In a dramatic shift from earlier studies, 40 percent of women and 37 percent of men indicated they had no affiliations at all with network HMOs, which seems to confirm news reports in the business press that physicians are beginning to reject such arrangements. On the other hand, 33 percent of women and 27 percent of men had more than four affiliations with network HMOs.
Similarly, 40 percent of women and 46 percent of men respondents received no financial support from the organizations they were affiliated with to defray the cost of attending CME meetings. At the other end of the scale, 29 percent of women and 27 percent of men had 75 percent or more of their CME expenses paid for by the organizations they worked for.
Members Only Medical societies and associations must be proving their value, because membership is popular among respondents. In fact, only 2 percent of respondents indicated that they belonged to no medical professional organization at all. Men respondents were most likely to have more than two memberships, while 56 percent of women indicated they belonged to one or two associations. Thirty percent of men belonged to four or more associations, compared to 21 percent of women.

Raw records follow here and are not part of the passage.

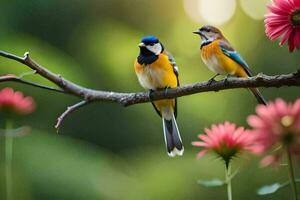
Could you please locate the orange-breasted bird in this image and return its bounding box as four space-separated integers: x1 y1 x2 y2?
193 25 266 104
134 36 184 157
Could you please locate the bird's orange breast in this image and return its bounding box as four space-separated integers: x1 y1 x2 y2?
135 54 177 90
201 40 248 77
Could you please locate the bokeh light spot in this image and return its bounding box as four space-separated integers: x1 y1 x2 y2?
241 0 271 20
184 0 236 25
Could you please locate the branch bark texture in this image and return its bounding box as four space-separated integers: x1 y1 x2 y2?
0 51 300 129
0 51 300 106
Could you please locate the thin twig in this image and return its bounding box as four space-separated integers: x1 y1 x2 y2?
55 101 90 133
0 74 67 93
0 51 300 106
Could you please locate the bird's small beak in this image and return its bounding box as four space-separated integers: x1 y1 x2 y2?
193 30 203 35
139 42 146 47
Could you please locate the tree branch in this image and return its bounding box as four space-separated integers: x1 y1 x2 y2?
0 74 66 93
0 51 300 106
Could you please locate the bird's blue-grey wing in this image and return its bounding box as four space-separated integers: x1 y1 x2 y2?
219 42 251 76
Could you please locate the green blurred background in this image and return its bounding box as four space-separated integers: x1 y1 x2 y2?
0 0 300 200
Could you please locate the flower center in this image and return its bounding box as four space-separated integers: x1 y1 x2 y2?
281 115 294 127
290 8 300 26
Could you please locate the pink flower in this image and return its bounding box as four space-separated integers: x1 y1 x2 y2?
0 88 35 114
192 121 260 165
265 0 300 52
248 99 300 165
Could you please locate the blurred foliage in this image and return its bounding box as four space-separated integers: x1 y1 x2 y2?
0 0 299 200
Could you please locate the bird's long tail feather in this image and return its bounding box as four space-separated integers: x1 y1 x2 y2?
249 88 267 105
162 115 184 157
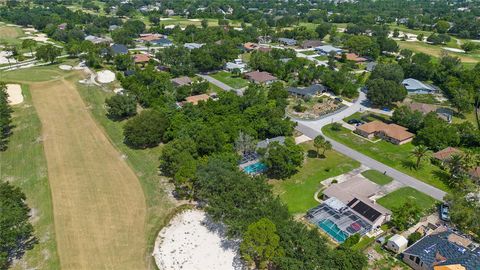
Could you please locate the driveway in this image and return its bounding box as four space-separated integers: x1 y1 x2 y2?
296 92 446 201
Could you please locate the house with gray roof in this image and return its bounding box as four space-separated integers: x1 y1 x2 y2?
287 84 327 98
403 230 480 270
402 78 439 94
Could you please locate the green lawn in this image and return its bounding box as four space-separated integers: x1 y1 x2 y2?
0 86 60 269
377 187 437 211
272 142 360 214
322 124 449 192
210 71 248 89
362 170 393 186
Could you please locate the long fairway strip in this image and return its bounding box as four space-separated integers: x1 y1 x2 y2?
31 80 146 270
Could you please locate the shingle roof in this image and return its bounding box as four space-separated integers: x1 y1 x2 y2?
404 231 480 270
287 84 327 96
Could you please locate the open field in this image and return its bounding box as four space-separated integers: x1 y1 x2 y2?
271 142 360 214
210 71 249 89
322 125 449 192
0 86 60 269
377 187 437 211
362 170 393 186
31 74 146 269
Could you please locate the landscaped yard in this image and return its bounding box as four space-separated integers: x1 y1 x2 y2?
362 170 393 186
322 125 449 192
272 142 360 214
377 187 437 211
210 71 248 89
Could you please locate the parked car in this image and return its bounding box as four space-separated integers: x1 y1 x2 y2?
440 203 450 222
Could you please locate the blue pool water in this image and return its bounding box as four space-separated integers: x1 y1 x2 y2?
243 162 267 174
318 219 348 243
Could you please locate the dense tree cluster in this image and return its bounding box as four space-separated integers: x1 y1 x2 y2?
0 182 37 269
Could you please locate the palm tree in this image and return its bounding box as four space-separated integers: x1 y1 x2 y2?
313 135 325 157
410 145 431 170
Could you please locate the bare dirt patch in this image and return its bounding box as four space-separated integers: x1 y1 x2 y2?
30 77 147 269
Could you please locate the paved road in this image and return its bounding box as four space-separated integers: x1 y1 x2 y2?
297 92 446 201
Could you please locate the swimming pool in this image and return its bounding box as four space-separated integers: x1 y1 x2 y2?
243 162 267 174
318 219 348 243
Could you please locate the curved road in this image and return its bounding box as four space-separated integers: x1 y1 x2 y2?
296 92 446 201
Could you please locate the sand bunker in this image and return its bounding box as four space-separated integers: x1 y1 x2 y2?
152 210 245 270
7 84 23 105
97 70 115 83
58 65 72 70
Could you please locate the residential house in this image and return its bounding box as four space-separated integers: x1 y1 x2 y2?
385 234 408 254
335 53 367 63
315 45 343 55
301 39 323 49
432 146 463 164
287 84 327 98
403 230 480 270
278 38 297 46
355 120 415 145
183 43 205 50
133 53 150 64
402 78 439 94
245 70 277 84
171 76 192 87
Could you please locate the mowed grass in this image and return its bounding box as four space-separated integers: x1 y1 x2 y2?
362 170 393 186
210 71 248 89
377 187 437 212
322 124 449 192
271 142 360 214
77 77 175 269
0 86 60 269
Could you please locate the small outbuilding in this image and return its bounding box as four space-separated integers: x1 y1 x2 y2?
385 234 408 254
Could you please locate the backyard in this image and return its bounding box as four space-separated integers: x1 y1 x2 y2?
322 124 449 192
210 71 248 89
271 142 360 214
377 187 437 211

Methodology Using an nth-number random list of physicians in active practice supplied by MedicalServices (MMS) of Wood Dale, Ill., we mailed 1,000 surveys with a dollar incentive enclosed. We received 160 usable responses, for a 16 percent response rate. We also posted the survey to our Web site, and sent e-mails to a list of 5,000 physicians, supplied by MMS, and checked to avoid duplication. We received 178 usable responses, for a 3.56 percent response rate. Special thanks to Nancy Terrell, Adams Business Media, for creating the Web survey.
At the behest of Bruce Bellande, executive director of the Alliance for CME, the 178 respondents to the Web-based survey were asked why they participated in CME.

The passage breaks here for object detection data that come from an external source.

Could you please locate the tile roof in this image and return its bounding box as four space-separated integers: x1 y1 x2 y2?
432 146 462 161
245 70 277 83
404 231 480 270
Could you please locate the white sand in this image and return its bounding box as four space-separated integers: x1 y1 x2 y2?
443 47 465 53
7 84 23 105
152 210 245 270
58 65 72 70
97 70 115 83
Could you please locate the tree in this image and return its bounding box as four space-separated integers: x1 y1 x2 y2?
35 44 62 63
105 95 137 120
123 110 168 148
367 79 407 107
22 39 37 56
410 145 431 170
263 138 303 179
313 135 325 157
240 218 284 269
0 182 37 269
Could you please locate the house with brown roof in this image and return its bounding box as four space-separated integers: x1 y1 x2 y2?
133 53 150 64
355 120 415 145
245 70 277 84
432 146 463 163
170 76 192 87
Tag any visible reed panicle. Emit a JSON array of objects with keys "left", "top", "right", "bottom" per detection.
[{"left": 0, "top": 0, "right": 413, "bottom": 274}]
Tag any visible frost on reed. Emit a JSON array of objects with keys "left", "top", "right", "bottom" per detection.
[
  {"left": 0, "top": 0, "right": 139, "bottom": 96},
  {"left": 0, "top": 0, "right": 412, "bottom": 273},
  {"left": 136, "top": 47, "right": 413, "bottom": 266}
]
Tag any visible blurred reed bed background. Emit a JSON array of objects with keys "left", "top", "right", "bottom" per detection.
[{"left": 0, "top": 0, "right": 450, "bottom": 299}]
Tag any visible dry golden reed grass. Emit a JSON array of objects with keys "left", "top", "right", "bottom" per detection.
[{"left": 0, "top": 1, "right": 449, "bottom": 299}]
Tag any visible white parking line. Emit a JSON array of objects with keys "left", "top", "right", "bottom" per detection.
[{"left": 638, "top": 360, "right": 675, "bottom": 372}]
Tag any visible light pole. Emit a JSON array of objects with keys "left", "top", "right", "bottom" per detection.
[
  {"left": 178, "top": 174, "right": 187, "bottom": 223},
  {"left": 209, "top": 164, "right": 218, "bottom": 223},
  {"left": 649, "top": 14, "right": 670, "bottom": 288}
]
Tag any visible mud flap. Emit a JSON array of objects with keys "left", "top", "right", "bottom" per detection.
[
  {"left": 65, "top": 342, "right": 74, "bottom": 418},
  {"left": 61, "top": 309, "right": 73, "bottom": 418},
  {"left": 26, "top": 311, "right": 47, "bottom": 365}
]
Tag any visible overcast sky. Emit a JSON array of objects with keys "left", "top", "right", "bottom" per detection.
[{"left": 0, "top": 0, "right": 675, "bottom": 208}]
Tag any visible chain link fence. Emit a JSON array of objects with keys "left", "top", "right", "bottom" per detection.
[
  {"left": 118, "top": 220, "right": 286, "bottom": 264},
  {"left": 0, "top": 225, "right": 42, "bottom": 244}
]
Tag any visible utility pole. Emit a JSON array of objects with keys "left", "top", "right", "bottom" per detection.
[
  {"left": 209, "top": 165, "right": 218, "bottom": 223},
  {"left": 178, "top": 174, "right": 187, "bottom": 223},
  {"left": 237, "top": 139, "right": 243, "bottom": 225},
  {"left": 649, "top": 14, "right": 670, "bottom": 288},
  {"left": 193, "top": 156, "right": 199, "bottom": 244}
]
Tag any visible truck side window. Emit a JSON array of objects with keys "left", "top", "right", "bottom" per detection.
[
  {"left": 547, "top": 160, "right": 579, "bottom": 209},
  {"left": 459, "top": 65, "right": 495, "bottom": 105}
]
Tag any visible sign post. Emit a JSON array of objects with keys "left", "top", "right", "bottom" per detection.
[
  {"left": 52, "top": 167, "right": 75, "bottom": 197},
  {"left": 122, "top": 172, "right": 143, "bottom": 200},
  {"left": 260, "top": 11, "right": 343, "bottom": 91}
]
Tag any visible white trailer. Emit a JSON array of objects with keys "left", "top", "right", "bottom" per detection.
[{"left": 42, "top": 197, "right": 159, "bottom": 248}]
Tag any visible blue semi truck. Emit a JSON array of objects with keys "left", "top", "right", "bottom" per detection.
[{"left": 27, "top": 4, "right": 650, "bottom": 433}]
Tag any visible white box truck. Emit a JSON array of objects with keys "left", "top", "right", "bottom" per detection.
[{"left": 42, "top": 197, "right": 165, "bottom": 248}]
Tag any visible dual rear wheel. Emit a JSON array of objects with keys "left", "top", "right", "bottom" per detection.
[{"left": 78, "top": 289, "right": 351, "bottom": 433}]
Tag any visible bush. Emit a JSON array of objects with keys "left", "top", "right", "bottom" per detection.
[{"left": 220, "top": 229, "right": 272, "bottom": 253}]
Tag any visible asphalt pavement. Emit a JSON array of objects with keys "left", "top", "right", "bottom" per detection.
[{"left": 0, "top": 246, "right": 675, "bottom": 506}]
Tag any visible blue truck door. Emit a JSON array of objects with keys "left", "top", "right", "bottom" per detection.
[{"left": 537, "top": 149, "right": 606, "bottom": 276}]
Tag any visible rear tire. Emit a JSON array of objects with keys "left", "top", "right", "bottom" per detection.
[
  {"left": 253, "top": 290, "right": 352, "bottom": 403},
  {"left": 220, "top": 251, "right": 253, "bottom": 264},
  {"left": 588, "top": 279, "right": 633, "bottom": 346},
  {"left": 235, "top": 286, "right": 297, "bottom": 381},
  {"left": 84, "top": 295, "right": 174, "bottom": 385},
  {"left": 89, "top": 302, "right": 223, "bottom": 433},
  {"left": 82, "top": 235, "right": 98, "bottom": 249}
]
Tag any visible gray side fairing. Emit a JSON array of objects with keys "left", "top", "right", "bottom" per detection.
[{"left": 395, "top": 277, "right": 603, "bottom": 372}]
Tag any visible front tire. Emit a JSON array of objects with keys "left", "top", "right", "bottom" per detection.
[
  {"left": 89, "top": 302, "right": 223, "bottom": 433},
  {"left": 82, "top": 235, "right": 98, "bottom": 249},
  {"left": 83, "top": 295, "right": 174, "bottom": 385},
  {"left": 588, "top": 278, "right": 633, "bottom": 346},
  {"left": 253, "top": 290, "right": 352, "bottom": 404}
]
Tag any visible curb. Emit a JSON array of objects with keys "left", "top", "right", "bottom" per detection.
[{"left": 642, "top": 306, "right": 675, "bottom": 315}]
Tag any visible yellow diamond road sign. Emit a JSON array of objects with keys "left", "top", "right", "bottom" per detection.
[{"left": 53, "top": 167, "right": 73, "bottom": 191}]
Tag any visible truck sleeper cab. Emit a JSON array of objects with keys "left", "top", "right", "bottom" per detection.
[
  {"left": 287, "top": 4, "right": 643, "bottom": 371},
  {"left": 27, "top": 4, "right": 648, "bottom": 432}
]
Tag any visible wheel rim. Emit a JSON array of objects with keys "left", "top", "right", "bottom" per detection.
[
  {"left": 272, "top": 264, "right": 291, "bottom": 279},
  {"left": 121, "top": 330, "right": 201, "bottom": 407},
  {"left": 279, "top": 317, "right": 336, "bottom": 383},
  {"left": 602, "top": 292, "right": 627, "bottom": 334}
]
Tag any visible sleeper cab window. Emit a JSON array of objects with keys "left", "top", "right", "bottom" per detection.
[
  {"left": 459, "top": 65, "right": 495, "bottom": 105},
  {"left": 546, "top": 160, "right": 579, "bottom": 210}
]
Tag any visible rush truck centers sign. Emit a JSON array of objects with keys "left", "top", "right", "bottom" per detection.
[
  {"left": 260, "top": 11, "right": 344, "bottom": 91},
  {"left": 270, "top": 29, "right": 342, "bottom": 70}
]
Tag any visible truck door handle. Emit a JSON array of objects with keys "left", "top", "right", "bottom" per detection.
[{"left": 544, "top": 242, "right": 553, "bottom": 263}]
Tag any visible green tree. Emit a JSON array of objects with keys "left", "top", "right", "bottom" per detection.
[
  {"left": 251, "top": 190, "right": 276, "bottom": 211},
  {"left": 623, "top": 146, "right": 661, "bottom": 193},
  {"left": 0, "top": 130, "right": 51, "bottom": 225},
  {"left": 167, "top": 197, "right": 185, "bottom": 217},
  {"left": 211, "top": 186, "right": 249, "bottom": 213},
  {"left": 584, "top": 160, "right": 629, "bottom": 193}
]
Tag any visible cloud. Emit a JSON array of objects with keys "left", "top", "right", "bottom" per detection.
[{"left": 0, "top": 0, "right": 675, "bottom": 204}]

* 81 percent of respondents said they participated to meet state-based licensure requirements.
* Another 66 percent said they did it to obtain or maintain privileging/credentialing with hospitals, HMOs, or other health care institutions.
* 50 percent said they participated for "other" reasons, of which the most common given was "to learn, to keep up to date."
What was heartening was the response to the question "Which of these reasons is most important?" Fully 42 percent said the most important reason they participated in CME was "to learn; to keep up to date" and variations on that theme. The next largest response was the 38 percent of respondents who said the most important reason was to satisfy licensure requirements.